1. Presión directa sobre la herida:
Aplicar sobre la herida una gasa o compresa y sobre ella la presión de nuestra mano de modo continuo hasta la llegada al hospital. No retirar la gasa o compresa aunque esté empapada ya que con esta acción también retiramos coágulos y así aumentamos la hemorragia. En este caso añadiremos compresas secas y mantendremos la presión.
2. Elevación del miembro:
Siempre que existan heridas importantes en miembros o cabeza, los colocaremos elevados de manera que estén a un nivel más alto que el corazón para que por acción de la gravedad se reduzca la presión de la sangre sobre la herida.
3. Presión sobre la arteria principal del miembro afectado:
Si con las maniobras anteriores no conseguimos parar la hemorragia, procederemos a comprimir con nuestros dedos la arteria principal del territorio sangrante.
Con esta maniobra trataremos de comprimir la arteria contra el hueso para de este modo interrumpir la corriente sanguínea:
- En el miembro superior presionaremos la arteria humeral, en la cara interna del brazo, debajo del músculo bíceps. Otros puntos de compresión son la arteria radial y la arteria cubital.
- En el miembro inferior presionaremos sobre la arteria femoral, en la parte media del pliegue de la pelvis.
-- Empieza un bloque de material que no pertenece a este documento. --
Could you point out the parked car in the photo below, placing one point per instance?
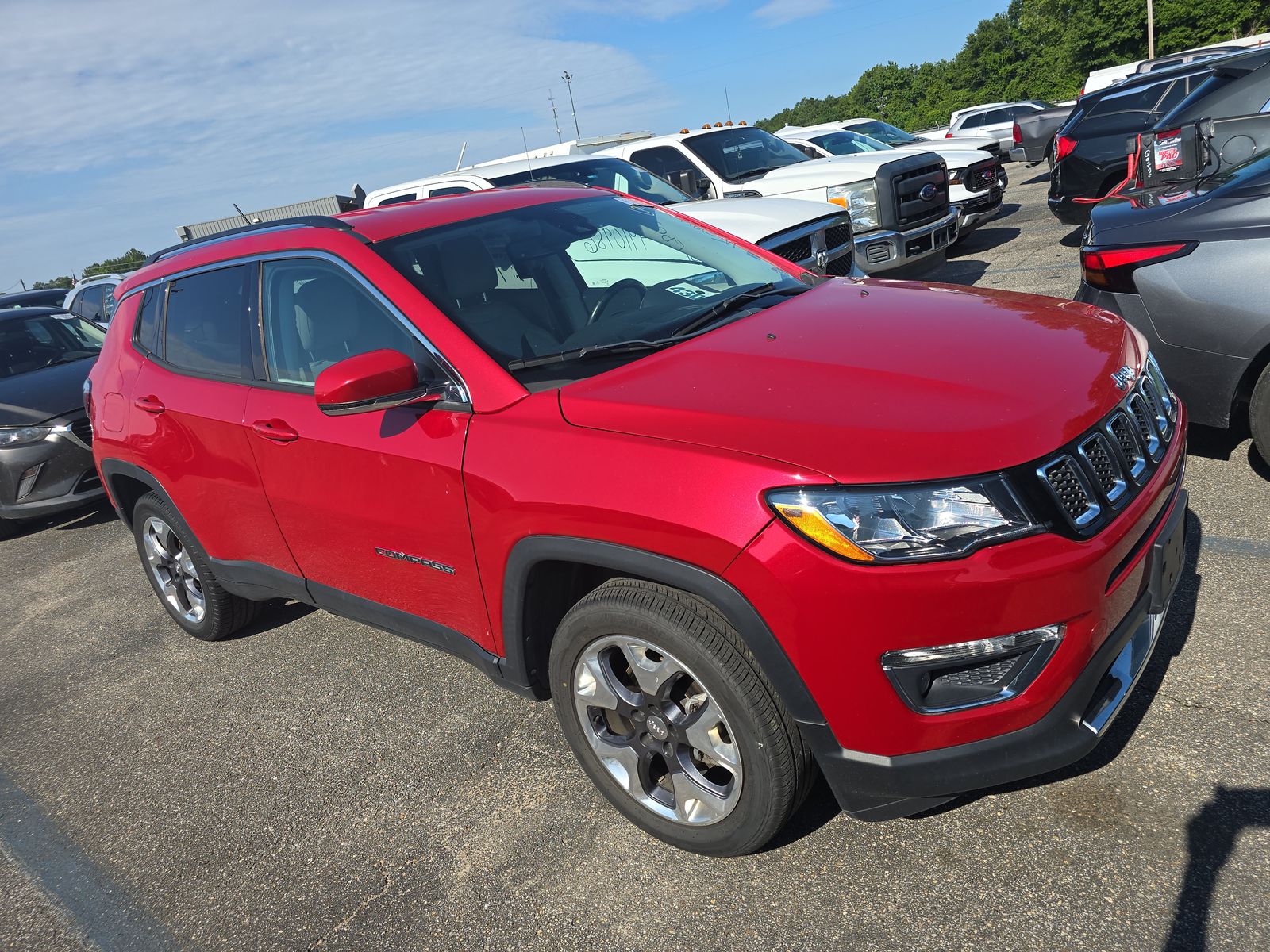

Otros puntos de compresión en el miembro inferior son la arteria peronea y la arteria tibial posterior.
4. Torniquete:
Cuando las medidas anteriores fracasen o no sean suficientes, procederemos a la aplicación de un torniquete. Éste consiste en la aplicación de algún objeto blando tipo goma, tela, etc. que aplicado alrededor del miembro y apretándolo contra la dureza del hueso, hace que se interrumpa la circulación produciendo lo que llamamos isquemia o falta de riego.
Nunca se debe improvisar un torniquete con objetos finos tipo cuerdas, alambres, etc. ya que se pueden producir lesiones de importancia. La anchura del torniquete debe ser aproximadamente de unos 5-6 cm.